I’d already climbed Mount Damavand three times, but never in the winter. I was afraid that the café would be closed and there wouldn’t be any climbers.

I saw a distant light and felt hopeful. At least Safar’s was open. My father was quiet. He couldn’t see the point of climbing a mountain for the fun of it.

There had to be a goal. You climbed a mountain to get to another place or to meet someone. Or you went up one side of the mountain and came down the other because a woman was waiting for you. He wanted to know why we were making the climb in all this snow.

I told him that we were going to try and reach the top. “But it’s a difficult mountain. Have you ever climbed with ropes?”

“A couple of times,” my father said. “You’re the one who taught me how.”

He was right. I’d forgotten. Once, when I was a student, I’d tried to scale a difficult wall on Saffron Mountain with him.

I heard the buzz of voices before I even opened the door to the café. To my surprise, Safar’s was as crowded as it usually was in the spring. That was a relief. “Come on in,” I gestured to my father. “Sit down.” But there were no empty chairs.

Where had all these people come from? Why were they making the climb in the middle of winter? Surely they
couldn’t all be members of the party, hoping to escape reality for a few days?

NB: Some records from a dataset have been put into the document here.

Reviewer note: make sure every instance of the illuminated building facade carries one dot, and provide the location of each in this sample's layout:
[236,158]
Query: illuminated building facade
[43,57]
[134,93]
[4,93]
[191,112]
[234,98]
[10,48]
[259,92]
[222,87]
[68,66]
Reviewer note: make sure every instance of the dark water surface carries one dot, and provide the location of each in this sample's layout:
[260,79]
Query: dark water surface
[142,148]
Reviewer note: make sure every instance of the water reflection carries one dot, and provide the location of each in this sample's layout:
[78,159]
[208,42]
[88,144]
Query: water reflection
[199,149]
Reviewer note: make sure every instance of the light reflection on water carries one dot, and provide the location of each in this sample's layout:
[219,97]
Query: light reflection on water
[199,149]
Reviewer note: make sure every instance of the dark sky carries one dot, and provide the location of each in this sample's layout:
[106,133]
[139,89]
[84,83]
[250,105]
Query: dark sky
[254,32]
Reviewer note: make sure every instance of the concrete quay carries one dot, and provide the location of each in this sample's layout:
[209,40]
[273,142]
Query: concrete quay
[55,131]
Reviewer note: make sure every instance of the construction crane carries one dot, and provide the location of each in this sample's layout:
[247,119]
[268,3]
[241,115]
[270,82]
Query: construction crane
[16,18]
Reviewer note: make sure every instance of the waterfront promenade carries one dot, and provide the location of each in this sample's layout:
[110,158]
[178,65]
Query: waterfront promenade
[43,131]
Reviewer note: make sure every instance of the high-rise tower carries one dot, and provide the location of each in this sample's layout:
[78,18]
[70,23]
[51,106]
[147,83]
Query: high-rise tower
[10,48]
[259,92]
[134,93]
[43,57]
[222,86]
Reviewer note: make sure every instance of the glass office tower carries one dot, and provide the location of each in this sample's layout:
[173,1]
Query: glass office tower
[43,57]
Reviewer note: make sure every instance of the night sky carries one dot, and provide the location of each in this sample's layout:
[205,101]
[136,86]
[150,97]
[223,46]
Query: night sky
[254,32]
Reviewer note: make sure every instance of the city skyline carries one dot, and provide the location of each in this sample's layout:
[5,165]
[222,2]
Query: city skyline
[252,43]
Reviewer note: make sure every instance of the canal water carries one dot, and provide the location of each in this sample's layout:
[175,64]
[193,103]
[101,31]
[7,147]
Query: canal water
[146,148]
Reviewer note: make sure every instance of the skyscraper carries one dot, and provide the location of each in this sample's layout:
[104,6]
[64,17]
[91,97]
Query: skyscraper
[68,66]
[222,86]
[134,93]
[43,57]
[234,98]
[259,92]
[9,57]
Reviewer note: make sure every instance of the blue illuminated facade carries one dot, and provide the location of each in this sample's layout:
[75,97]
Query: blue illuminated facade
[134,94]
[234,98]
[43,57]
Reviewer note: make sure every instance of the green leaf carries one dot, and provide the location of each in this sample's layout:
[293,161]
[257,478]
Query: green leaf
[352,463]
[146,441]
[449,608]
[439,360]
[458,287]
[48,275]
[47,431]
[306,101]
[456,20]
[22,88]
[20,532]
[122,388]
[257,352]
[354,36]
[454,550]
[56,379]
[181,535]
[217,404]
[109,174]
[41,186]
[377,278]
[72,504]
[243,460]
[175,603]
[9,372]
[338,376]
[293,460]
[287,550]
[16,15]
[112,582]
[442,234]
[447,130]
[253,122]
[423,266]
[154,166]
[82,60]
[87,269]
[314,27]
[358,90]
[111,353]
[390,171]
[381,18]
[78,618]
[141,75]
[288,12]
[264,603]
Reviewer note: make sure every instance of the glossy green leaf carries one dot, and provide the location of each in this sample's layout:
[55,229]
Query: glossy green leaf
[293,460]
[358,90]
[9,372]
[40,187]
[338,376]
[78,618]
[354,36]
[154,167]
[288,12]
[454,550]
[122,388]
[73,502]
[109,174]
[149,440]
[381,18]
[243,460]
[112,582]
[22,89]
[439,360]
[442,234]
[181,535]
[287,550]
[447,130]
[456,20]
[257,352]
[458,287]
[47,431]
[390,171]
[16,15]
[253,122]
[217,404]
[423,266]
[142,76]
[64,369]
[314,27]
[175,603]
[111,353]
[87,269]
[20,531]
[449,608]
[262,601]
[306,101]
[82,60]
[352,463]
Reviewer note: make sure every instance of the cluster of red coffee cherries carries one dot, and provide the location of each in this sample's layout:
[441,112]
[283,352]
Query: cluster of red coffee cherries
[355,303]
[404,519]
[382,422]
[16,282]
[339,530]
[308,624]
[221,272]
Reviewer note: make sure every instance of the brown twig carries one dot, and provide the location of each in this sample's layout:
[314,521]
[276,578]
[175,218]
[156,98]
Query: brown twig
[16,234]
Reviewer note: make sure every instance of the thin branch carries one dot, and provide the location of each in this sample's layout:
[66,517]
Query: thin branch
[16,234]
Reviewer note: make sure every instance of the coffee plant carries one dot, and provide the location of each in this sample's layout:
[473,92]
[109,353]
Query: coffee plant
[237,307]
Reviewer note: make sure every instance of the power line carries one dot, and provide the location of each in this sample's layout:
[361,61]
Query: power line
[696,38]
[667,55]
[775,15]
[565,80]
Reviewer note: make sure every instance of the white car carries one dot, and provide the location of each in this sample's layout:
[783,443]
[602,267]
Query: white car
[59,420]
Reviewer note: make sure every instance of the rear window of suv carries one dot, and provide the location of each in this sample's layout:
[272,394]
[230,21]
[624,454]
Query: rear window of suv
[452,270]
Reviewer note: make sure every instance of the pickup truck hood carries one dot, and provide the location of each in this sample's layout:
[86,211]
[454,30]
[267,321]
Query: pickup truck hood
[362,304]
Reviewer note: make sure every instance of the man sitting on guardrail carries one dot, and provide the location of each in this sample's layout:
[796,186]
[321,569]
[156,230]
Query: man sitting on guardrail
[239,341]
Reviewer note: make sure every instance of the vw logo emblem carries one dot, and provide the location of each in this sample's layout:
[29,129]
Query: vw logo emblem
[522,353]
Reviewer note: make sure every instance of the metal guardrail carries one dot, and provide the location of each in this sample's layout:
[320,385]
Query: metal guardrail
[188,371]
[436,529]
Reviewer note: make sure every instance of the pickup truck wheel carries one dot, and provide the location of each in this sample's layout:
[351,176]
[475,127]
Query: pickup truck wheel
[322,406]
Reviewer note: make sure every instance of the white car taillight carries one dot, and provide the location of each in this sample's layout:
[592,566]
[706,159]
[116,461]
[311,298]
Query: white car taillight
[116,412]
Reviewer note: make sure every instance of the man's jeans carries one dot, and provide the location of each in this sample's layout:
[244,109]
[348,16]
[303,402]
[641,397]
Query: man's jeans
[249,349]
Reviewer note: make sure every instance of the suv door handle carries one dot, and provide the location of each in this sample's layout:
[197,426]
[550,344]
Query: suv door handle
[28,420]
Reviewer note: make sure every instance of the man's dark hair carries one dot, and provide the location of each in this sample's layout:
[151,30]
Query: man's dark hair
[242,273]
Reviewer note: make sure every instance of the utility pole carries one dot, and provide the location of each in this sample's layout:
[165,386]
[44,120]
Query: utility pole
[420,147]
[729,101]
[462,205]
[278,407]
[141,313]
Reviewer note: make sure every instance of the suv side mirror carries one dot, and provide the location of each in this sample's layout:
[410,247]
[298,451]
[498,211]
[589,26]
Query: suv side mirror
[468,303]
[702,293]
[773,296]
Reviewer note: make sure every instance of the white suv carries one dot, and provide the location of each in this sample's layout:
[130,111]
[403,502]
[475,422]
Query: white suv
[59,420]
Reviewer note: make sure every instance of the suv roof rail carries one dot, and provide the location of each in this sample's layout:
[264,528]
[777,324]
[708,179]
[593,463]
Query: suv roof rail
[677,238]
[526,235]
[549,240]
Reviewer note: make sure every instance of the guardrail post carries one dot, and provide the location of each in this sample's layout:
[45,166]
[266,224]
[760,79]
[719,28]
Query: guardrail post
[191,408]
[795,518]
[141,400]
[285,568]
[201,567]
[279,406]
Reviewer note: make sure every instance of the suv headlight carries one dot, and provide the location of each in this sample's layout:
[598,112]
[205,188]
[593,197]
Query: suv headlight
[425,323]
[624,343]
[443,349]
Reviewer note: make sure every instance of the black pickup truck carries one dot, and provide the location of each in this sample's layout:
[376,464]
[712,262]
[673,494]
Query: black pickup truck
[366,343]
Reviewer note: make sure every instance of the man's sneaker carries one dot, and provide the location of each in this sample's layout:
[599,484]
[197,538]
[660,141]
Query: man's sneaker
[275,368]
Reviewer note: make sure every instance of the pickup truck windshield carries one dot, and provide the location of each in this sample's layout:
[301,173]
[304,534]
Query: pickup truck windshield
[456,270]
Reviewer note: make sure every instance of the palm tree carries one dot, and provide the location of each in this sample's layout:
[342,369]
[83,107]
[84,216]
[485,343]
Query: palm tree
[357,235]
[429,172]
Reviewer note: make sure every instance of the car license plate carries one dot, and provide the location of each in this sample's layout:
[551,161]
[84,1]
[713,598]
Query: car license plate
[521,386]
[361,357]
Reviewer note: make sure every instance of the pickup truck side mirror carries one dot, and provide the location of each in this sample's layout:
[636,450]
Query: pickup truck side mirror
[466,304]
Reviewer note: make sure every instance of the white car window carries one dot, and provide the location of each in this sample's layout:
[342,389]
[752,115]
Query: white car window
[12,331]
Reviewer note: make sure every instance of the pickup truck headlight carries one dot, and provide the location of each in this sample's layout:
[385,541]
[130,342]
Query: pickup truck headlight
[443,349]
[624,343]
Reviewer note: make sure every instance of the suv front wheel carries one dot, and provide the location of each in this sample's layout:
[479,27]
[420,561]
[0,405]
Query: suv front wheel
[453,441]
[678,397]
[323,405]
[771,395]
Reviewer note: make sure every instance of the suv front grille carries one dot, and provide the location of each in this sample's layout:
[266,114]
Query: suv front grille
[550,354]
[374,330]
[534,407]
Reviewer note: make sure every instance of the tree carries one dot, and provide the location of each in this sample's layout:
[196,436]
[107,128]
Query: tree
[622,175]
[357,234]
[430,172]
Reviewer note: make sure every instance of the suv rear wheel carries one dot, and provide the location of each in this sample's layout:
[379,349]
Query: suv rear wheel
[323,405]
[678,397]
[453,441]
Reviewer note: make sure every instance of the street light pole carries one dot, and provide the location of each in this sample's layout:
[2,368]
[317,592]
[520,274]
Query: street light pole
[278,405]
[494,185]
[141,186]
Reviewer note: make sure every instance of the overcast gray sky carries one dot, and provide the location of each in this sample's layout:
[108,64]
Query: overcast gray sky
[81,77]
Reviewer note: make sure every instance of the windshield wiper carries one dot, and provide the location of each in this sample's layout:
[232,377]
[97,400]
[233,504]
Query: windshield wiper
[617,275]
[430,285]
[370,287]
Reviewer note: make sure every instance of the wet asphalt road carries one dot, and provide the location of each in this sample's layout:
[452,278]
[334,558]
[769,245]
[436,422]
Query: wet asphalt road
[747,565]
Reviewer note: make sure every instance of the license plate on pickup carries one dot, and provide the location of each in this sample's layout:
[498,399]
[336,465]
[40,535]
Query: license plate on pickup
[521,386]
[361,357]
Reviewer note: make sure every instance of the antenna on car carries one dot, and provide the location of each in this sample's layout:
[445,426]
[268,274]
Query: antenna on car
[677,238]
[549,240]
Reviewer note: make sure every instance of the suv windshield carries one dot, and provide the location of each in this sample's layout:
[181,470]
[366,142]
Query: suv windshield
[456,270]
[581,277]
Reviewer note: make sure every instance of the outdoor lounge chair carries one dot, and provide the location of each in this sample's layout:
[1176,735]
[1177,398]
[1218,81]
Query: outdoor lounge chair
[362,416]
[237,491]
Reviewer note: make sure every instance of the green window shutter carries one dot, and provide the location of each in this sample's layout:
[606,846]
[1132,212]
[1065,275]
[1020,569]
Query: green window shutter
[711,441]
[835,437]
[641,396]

It was so pleasant that you forgot the war and the imams. It was as if you’d closed your eyes for a moment and when you opened them again, you found yourself in another country, or on another planet.

The café smelled of fresh tea, fresh bread and dates.

People usually climbed the mountain in groups; nobody climbed alone. If you were by yourself, you went to Safar’s and asked to join a group, which accepted you unhesitatingly.

I put down my backpack and introduced myself. I let it be known that I wanted to make the climb with my father and that we would prefer to join a group of experienced climbers, because he was a deaf-mute.

My father was surprised to find such a warm and friendly café in the middle of the snow. He felt happy and comfortable. Everyone went over to him, shook his hand and wished him luck with the climb. He thought all those young men and women were friends of mine.

One group promptly found two chairs for us. My father sat down and I went off to get our breakfast: omelette, dates, real butter, fresh bread, tea and sugar. Just what climbers need.

   

It was still dark when the groups left the café, one by one. The groups made sure to stay fairly close together, since they knew they’d need each other’s help in the cold.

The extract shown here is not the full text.